- Born: 1948 (age 77–78) Independence, Missouri, U.S.
- Education: Graceland University (B.A.), University of Missouri (M.A.)
- Occupations: Author, columnist
- Spouse: Steven Levy
- Writing career
- Genres: Non-fiction, true crime
- Notable awards: Pulitzer Prize for Feature Writing (1981)
- Website: www.teresacarpenter.com

= Teresa Carpenter =

American author

Teresa Carpenter (born 1948) is an American author. Her awards include the Pulitzer Prize for best feature writing.

==Biography==
Teresa Carpenter was born in Independence, Missouri. She lives with her husband Steven Levy in New York's Greenwich Village.

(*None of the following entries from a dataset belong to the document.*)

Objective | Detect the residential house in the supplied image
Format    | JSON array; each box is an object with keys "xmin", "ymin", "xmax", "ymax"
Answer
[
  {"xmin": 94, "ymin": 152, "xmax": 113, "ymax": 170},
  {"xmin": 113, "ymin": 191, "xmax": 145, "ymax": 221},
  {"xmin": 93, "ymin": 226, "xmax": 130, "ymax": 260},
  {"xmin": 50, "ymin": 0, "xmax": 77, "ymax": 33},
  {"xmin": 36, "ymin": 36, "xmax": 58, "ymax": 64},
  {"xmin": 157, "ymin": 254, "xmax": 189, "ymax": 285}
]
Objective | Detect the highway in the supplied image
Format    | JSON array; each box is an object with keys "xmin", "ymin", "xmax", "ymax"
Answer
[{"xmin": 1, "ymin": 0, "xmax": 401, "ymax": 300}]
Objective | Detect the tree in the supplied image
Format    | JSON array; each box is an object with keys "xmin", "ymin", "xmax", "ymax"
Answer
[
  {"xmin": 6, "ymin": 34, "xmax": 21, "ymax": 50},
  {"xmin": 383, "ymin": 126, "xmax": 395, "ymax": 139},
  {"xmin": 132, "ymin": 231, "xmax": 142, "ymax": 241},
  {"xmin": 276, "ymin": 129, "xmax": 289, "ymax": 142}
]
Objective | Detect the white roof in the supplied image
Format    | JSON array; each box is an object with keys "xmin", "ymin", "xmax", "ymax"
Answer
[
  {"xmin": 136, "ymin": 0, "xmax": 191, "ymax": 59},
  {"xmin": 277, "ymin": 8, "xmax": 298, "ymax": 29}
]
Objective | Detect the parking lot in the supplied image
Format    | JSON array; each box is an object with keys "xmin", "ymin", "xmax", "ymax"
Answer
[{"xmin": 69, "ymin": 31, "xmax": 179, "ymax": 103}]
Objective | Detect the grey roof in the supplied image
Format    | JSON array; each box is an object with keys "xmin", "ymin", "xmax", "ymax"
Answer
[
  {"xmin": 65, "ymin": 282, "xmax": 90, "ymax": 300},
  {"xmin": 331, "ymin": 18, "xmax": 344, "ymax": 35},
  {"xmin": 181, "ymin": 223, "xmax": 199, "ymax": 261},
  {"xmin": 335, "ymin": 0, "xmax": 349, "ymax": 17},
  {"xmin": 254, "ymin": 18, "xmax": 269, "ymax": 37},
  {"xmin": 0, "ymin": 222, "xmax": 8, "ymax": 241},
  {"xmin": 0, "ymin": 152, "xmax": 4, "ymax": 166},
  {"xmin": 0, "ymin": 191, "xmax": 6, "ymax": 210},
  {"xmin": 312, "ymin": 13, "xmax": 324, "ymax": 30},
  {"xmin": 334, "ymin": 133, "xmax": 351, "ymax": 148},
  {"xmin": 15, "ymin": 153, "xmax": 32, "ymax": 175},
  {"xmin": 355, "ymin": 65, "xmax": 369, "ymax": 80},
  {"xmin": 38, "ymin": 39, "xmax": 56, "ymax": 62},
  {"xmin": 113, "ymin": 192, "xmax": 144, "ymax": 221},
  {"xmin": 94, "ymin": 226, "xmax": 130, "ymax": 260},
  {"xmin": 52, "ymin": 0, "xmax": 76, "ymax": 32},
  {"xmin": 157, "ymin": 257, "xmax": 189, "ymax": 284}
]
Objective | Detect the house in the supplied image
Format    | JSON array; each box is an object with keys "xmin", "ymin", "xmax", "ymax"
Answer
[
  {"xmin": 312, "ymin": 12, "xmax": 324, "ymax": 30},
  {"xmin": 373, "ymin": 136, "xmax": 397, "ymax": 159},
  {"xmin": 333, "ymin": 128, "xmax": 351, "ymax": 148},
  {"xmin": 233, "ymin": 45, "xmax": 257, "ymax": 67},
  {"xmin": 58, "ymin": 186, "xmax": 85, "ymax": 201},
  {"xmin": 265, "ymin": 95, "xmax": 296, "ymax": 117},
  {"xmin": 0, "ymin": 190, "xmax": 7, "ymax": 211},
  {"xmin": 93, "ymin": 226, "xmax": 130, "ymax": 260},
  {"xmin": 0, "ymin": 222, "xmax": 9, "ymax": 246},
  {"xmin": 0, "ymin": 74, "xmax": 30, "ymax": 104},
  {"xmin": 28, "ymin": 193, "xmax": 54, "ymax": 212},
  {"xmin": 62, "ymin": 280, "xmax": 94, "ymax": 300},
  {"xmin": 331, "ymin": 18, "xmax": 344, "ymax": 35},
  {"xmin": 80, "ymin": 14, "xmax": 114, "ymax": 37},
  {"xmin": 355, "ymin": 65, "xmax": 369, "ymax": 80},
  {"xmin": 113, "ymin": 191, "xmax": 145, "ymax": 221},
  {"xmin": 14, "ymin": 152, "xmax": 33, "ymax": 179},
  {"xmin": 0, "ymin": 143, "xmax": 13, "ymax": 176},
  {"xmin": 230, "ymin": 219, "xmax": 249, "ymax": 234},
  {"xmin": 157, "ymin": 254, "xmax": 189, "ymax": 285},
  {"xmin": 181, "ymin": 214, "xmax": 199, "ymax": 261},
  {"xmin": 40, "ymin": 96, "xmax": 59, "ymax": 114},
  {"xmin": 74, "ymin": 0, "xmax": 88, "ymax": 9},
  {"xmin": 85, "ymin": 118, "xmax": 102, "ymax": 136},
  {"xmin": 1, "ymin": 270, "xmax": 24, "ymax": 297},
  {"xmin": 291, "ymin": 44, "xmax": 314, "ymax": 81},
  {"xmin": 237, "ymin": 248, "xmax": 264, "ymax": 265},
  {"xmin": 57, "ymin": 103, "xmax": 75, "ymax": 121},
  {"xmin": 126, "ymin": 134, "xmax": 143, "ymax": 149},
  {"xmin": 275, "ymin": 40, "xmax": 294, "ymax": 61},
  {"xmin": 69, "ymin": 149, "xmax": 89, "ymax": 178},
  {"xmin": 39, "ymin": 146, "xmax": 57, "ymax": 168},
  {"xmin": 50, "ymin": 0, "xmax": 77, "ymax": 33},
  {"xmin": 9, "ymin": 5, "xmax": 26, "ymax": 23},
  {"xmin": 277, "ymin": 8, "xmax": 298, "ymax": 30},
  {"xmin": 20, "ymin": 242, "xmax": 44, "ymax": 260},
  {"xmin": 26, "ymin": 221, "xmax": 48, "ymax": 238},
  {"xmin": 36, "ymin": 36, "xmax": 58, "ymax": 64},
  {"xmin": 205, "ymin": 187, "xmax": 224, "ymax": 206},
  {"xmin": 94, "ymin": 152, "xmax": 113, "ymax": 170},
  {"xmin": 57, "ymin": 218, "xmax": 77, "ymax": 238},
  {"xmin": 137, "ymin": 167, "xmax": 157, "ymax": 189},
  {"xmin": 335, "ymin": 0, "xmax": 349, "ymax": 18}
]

She is the author of four books: Without a Doubt (1997) (with Marcia Clark), a New York Times #1 bestseller, Missing Beauty (1988), a New York Times bestseller, and The Miss Stone Affair (2003). She is also the editor of New York Diaries 1609–2009.

Arlyne Brickman, the Mafia informant and mob moll, was the subject of Carpenter's non-fiction book Mob Girl: A Woman's Life in the Underworld (1992) published by Simon & Schuster.

Carpenter's articles have appeared in several anthologies:
- Pulitzer Prize Feature Stories, edited by David Garlock
- Profiles in Courage for our Time, edited by Caroline Kennedy
- The Village Voice Anthology, edited by Geoffrey Stokes
- Feature Writing for Newspapers and Magazines, edited by Edward Jay Friedlander and John Lee
- Excellence in Reporting, edited by Edward Jay Friedlander, Harry Marsh and Mike Masterson.

==Awards==
Her articles in the Village Voice in the 1980s won the Pulitzer Prize for best feature writing, as well as two Clarion awards, the Page One Award, and the Front Page award. Carpenter was awarded the 1981 Pulitzer in Feature Writing for her account of model Dorothy Stratten's death, after it was revealed that the original winning article, "Jimmy's World", by Janet Cooke of The Washington Post, was a fabrication.